Introducing Dosis - the AI powered dosing platform

AI
medication
personalisedmedicine
chronicdisease
3 min
Dosis is an AI-powered personalised medication dosing platform that's on a mission to transform chronic disease management

Cloud-based platform Dosis uses AI to help patients and clinicians tailor their medication plans. Shivrat Chhabra, CEO and co-founder, tells us how it works. 

When and why was Dosis founded?
Divya, my co-founder and I founded Dosis in 2017 with the purpose of creating a personalised dosing platform. We see personalisation in so many aspects of our lives, but not in the amount of medication we receive. We came across some research at the University of Louisville that personalised the dosing of a class of drugs called ESAs that are used to treat chronic anaemia. We thought, if commercialised, this could greatly benefit the healthcare industry by introducing precision medicine to drug dosing. 

The research also showed that by taking this personalised approach, less drugs were needed to achieve the same or better outcomes. That meant that patients were exposed to less medication, so there was a lower likelihood of side effects. It also meant that the cost of care was reduced. 

What is the Strategic Anemia Advisor? 
Dosis’s flagship product, Strategic Anemia Advisor (SAA), personalises the dosing of Erythropoiesis Stimulating Agents (ESAs). ESAs are a class of drugs used to treat chronic anaemia, a common complication of chronic kidney disease. 

SAA takes into account a patient’s previous ESA doses and lab levels, determines the patient’s unique response to the drug and outputs an ESA dose recommendation to keep the patient within a specified therapeutic target range. Healthcare providers use SAA as a clinical decision support tool. 

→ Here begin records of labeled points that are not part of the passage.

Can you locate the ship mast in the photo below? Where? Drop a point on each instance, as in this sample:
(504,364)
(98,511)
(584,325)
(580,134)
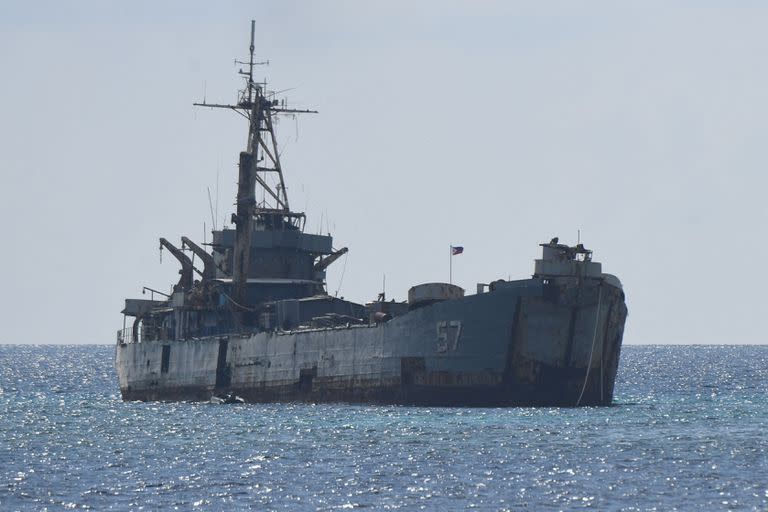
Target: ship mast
(260,159)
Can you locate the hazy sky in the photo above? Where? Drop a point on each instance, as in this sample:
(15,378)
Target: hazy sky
(492,125)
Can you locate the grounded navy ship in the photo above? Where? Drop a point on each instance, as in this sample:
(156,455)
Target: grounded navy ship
(257,323)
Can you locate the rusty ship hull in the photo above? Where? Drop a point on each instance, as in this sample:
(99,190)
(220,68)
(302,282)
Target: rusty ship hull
(553,342)
(250,317)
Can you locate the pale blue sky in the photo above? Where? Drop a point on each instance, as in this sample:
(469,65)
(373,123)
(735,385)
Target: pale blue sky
(492,125)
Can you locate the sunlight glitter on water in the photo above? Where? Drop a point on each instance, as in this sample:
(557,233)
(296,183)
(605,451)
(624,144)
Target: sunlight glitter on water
(686,433)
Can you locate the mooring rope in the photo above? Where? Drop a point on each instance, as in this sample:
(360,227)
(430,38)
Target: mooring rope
(594,338)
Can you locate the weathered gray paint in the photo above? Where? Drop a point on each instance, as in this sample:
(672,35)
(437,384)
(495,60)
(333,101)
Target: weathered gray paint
(358,362)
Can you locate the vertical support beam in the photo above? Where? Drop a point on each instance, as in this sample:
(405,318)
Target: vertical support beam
(243,226)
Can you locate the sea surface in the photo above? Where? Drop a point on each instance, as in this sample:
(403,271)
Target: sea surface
(688,431)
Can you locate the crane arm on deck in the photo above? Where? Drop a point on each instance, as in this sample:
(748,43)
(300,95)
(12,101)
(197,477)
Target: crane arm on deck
(326,262)
(187,269)
(209,265)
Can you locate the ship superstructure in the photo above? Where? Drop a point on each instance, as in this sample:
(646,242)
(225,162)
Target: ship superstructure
(256,319)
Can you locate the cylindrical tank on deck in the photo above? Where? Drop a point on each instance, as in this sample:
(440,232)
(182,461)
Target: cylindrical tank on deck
(423,294)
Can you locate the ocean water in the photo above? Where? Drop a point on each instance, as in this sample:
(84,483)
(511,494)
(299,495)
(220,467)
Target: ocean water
(688,431)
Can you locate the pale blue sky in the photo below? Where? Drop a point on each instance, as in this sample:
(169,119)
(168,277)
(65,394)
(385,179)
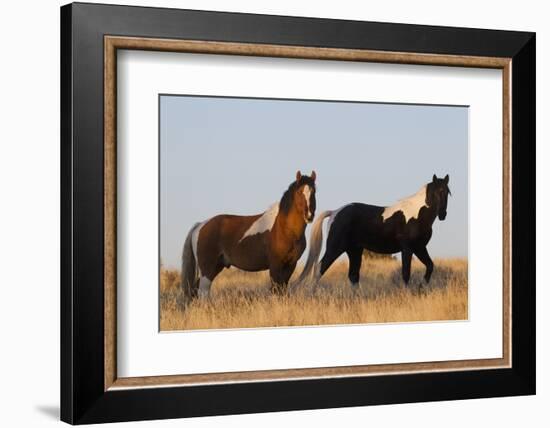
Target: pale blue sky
(238,155)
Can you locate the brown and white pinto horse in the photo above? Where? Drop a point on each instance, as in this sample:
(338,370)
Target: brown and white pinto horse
(273,240)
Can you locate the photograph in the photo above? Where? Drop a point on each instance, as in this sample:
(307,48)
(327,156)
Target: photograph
(298,212)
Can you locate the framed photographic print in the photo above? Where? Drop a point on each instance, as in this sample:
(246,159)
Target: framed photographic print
(265,213)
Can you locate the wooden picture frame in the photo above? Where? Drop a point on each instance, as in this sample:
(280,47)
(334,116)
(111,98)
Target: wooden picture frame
(91,391)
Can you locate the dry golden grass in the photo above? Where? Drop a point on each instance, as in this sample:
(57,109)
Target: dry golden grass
(242,299)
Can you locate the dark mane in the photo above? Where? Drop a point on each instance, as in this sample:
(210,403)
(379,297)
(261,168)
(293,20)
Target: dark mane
(286,201)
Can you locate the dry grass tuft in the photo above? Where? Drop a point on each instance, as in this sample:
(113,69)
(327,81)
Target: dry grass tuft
(242,299)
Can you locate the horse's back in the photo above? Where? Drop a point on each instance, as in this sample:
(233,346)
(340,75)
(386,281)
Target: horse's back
(222,238)
(360,224)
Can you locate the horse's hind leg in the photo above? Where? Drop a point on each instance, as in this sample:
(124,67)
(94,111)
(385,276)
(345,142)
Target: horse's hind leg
(355,256)
(424,257)
(331,254)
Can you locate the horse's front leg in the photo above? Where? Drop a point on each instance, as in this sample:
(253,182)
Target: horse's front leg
(280,275)
(406,256)
(425,258)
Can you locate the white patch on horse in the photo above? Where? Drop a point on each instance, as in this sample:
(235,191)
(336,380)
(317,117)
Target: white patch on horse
(410,207)
(307,195)
(195,242)
(264,223)
(333,217)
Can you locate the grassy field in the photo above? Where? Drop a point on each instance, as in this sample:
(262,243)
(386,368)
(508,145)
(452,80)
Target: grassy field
(242,299)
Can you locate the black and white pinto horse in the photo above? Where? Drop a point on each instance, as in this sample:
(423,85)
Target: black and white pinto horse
(405,227)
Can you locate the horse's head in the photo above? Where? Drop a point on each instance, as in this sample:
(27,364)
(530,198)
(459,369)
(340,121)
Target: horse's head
(304,195)
(436,195)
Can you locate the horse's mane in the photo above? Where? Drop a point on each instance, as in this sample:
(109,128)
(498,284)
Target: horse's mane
(286,201)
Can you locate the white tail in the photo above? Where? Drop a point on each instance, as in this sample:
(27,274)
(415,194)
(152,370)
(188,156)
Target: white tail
(189,268)
(315,243)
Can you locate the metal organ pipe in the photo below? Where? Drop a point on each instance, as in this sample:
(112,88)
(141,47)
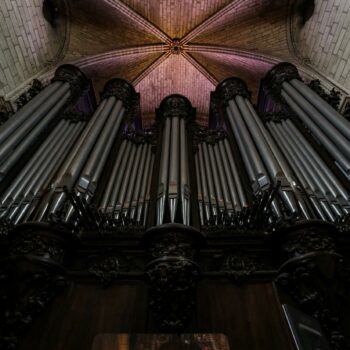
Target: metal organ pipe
(184,174)
(206,201)
(173,187)
(173,183)
(163,174)
(326,124)
(227,152)
(85,163)
(139,175)
(329,112)
(22,129)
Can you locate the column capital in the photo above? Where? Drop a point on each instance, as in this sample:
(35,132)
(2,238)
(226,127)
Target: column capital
(231,87)
(120,89)
(279,74)
(176,106)
(72,75)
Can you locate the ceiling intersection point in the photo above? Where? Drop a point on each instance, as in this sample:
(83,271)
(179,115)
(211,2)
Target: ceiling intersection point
(151,67)
(210,21)
(176,47)
(200,68)
(145,23)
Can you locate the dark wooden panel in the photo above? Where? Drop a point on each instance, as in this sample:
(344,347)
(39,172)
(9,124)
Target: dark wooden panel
(86,310)
(249,315)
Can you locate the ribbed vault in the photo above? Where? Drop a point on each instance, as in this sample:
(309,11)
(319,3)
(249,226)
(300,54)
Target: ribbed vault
(134,40)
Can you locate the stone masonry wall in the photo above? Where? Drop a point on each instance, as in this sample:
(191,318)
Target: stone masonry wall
(28,44)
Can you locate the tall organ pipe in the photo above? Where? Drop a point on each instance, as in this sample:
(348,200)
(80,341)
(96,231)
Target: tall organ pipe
(148,191)
(111,183)
(173,187)
(92,142)
(163,175)
(119,179)
(199,189)
(141,173)
(208,175)
(144,184)
(173,191)
(227,152)
(32,119)
(205,190)
(135,173)
(299,171)
(184,174)
(326,125)
(235,94)
(47,170)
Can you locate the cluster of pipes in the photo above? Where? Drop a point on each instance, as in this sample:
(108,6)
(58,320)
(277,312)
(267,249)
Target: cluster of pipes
(218,181)
(72,156)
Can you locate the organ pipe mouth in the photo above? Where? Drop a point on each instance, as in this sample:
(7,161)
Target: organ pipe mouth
(176,105)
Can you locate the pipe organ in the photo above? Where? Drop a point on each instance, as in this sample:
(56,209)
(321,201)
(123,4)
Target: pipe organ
(177,185)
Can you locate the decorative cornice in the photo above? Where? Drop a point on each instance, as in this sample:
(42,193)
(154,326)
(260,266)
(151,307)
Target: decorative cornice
(176,106)
(120,89)
(73,76)
(131,14)
(279,74)
(231,87)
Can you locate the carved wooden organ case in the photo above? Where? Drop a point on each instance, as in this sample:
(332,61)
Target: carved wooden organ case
(259,195)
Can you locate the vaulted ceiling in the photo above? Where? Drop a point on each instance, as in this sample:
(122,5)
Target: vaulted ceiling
(177,46)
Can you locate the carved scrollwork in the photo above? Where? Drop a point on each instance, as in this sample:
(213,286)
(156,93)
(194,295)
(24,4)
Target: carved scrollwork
(172,244)
(176,106)
(278,75)
(231,87)
(75,116)
(313,282)
(172,284)
(307,242)
(332,97)
(239,265)
(172,273)
(73,76)
(106,269)
(38,246)
(120,89)
(21,306)
(307,237)
(36,87)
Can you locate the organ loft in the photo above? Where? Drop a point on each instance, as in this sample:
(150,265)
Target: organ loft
(174,175)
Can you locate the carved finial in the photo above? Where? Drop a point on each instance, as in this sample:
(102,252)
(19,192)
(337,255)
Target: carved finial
(278,75)
(121,89)
(72,75)
(231,87)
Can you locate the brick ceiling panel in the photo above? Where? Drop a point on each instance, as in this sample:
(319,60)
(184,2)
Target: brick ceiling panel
(256,25)
(97,27)
(127,67)
(176,17)
(223,66)
(175,75)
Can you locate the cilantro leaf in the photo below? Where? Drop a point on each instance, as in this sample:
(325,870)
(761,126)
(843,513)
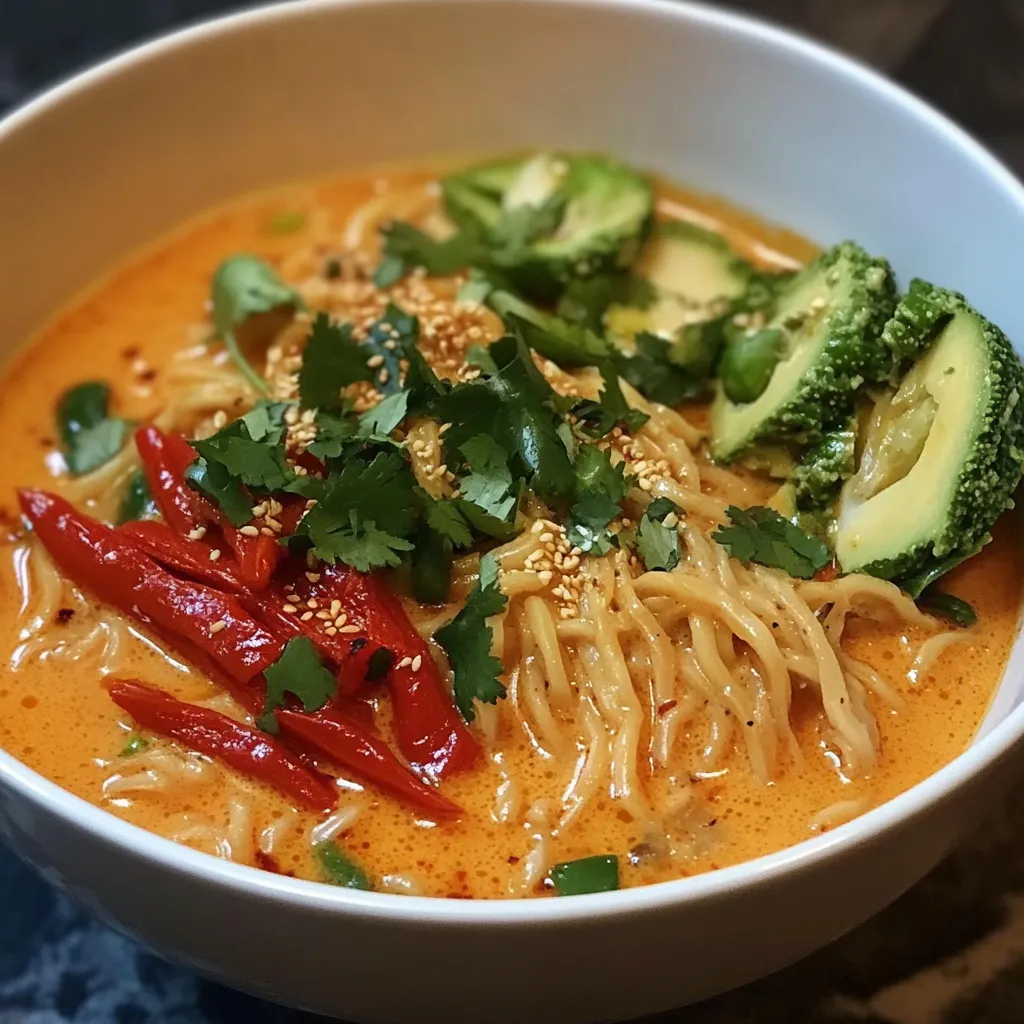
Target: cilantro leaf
(488,484)
(137,502)
(265,421)
(947,606)
(389,338)
(404,247)
(385,416)
(467,641)
(223,489)
(332,360)
(657,545)
(89,436)
(244,286)
(761,535)
(653,374)
(588,525)
(611,410)
(339,868)
(366,515)
(555,339)
(298,672)
(333,432)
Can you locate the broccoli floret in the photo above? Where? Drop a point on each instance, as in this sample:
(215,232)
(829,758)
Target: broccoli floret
(830,317)
(820,473)
(942,454)
(551,218)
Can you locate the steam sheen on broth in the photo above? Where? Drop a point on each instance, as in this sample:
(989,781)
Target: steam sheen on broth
(658,704)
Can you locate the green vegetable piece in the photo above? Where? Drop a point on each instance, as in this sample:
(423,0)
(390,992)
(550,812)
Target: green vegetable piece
(137,502)
(89,437)
(467,641)
(761,535)
(298,672)
(366,514)
(331,360)
(134,744)
(590,875)
(942,455)
(339,868)
(551,218)
(404,247)
(820,473)
(244,287)
(947,606)
(223,489)
(830,316)
(748,364)
(657,544)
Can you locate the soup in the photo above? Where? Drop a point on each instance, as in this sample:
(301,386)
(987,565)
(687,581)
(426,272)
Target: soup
(526,529)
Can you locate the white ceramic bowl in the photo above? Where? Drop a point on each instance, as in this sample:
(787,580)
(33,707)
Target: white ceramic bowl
(115,157)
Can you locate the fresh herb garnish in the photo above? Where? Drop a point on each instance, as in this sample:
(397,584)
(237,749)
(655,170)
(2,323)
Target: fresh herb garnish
(600,488)
(467,641)
(657,544)
(590,875)
(953,609)
(331,360)
(137,502)
(404,247)
(134,744)
(761,535)
(366,514)
(89,436)
(339,868)
(245,286)
(298,672)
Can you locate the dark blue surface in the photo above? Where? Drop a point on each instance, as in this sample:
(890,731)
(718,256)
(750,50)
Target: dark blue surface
(58,966)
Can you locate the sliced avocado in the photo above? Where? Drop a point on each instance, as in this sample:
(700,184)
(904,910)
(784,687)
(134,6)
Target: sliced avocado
(695,275)
(942,454)
(830,316)
(550,218)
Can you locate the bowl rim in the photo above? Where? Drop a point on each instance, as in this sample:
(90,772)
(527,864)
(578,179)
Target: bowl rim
(983,753)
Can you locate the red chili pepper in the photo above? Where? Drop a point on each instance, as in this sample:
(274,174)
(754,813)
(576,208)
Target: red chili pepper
(165,459)
(332,733)
(190,558)
(431,734)
(111,566)
(246,750)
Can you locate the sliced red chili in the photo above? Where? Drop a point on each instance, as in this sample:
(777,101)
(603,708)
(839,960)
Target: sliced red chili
(246,750)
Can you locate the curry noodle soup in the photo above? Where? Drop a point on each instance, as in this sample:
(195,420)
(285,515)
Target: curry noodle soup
(525,529)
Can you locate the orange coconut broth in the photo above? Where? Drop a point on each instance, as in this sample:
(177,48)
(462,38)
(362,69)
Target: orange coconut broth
(57,718)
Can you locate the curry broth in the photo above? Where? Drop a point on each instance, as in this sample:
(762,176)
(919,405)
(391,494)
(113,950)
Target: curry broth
(57,718)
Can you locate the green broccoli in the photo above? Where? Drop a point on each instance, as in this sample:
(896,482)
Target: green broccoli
(830,317)
(942,454)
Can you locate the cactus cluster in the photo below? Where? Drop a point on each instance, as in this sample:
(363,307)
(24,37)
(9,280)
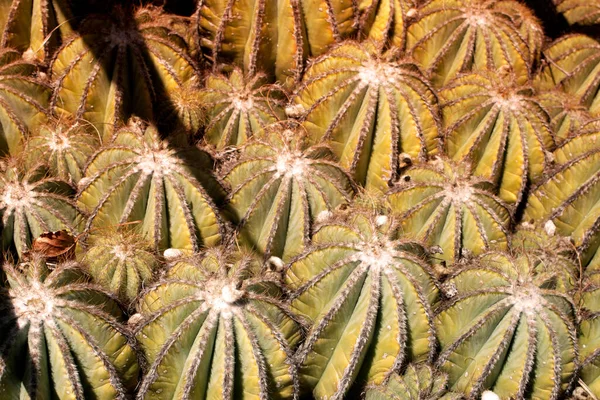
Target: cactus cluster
(300,199)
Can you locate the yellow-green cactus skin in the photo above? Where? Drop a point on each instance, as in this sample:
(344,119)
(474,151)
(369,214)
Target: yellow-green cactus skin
(500,127)
(418,382)
(441,204)
(367,294)
(121,262)
(272,37)
(119,66)
(170,192)
(62,337)
(373,109)
(506,328)
(279,188)
(450,37)
(65,146)
(238,107)
(34,27)
(573,65)
(24,101)
(214,328)
(33,202)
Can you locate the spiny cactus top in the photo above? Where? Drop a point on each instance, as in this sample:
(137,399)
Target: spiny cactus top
(573,65)
(368,295)
(279,188)
(23,100)
(441,204)
(373,109)
(121,262)
(61,337)
(169,191)
(65,145)
(214,327)
(454,36)
(418,382)
(499,126)
(34,27)
(273,37)
(237,107)
(506,328)
(118,67)
(31,203)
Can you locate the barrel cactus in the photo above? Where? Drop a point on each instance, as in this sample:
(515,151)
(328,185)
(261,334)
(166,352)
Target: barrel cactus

What else is Dosis working on? 
In the near term, we are working on releasing a personalised dosing module for IV iron, another drug that’s used in tandem with ESAs to treat chronic anaemia. We’re also working on personalising the dosing for the three drugs used to treat Mineral Bone Disorder. We’re very excited to expand our platform to these new drugs. 

What are Dosis' strategic goals for the next 2-3 years? 
We strongly believe that personalised dosing will be the standard of care within the next decade, and we’re honored to be a part of making that future a reality. In the next few years, we see Dosis entering partnerships with other companies that operate within value-based care environments, where tools like ours that help reduce cost while maintaining or improving outcomes are extremely useful.

What do you think AI's greatest benefits to healthcare are?
If designed well, AI in healthcare allows for a practical and usable way to deploy solutions that would not be feasible otherwise. For example, it’s possible for someone to manually solve the mathematical equations necessary to personalise drug dosing, but it is just not practical. AI in healthcare offers an exciting path forward for implementing solutions that for so long have appeared impractical or impossible.